Ferrari’s history of quit threats
Surely the most celebrated breakaway threat in Ferrari’s long history was the one that took a real, physical form. In 1986, designer Gustav Brunner was commissioned to conceive what became the 637 IndyCar, which was shown to the press and even tested at Fiorano in the hands of Ferrari F1 driver Michele Alboreto and Bobby Rahal. Truesports, for whom Rahal raced in the US, looked set to run an IndyCar programme set up primarily to rattle F1. The motivation? Future engine rules that didn’t comply with Ferrari’s own belief in what direction grand prix racing should take.
The Indycar never raced – another motorsport ‘what might have been’ – but discord over future engines and increasingly Ferrari’s financial stake in F1 would continue to provoke threats to walk away, and if anything they have increased in regularity during the post-Enzo era. In 2004 chairman Luca di Montezemolo broke tradition by joining forces with rivals DaimlerChrysler (Mercedes), BMW and Renault to form GPWC Holdings, which offered a direct threat to create a breakaway series, in defiance of the throttling control represented by Max Mosley and Bernie Ecclestone. The accord didn’t last, but for a time the GPWC threat was serious.

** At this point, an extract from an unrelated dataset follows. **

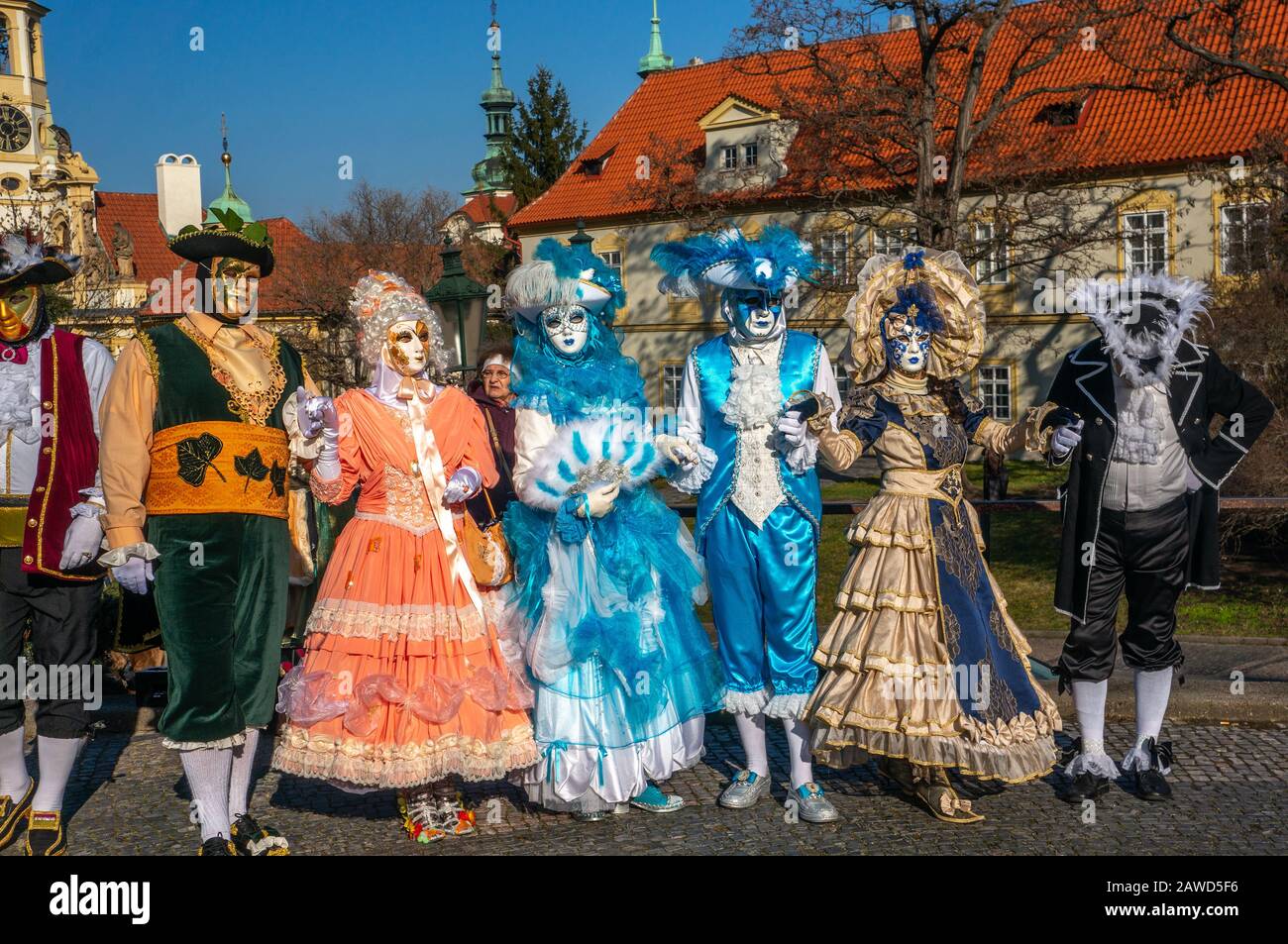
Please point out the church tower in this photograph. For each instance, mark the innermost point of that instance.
(497, 104)
(656, 59)
(46, 187)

Mosley’s drive for standardised engines and a budget cap in 2008, just before his fall from grace as FIA president, provoked further quit threats from di Montezemolo. In this regard, Mosley deserves credit for his foresight – but his ousting pushed budget caps back into the peripheries, until the reality of the current two-tier F1 of the ‘haves’ (Mercedes, Ferrari and Red Bull) and ‘have-nots’ (the rest) revived economic control as entirely necessary and actually inevitable.
Di Montezemolo pulled the old card again when the current hybrid turbo era was ushered in, but his successor was particularly drawn to the tactic. At times, the late Sergio Marchionne seemed solely intent on driving Ferrari away from its defining relationship with F1, even saying a divorce would make him feel “Like a million bucks, because I’d be working on an alternative strategy to try and replace it. A more rational one, too.”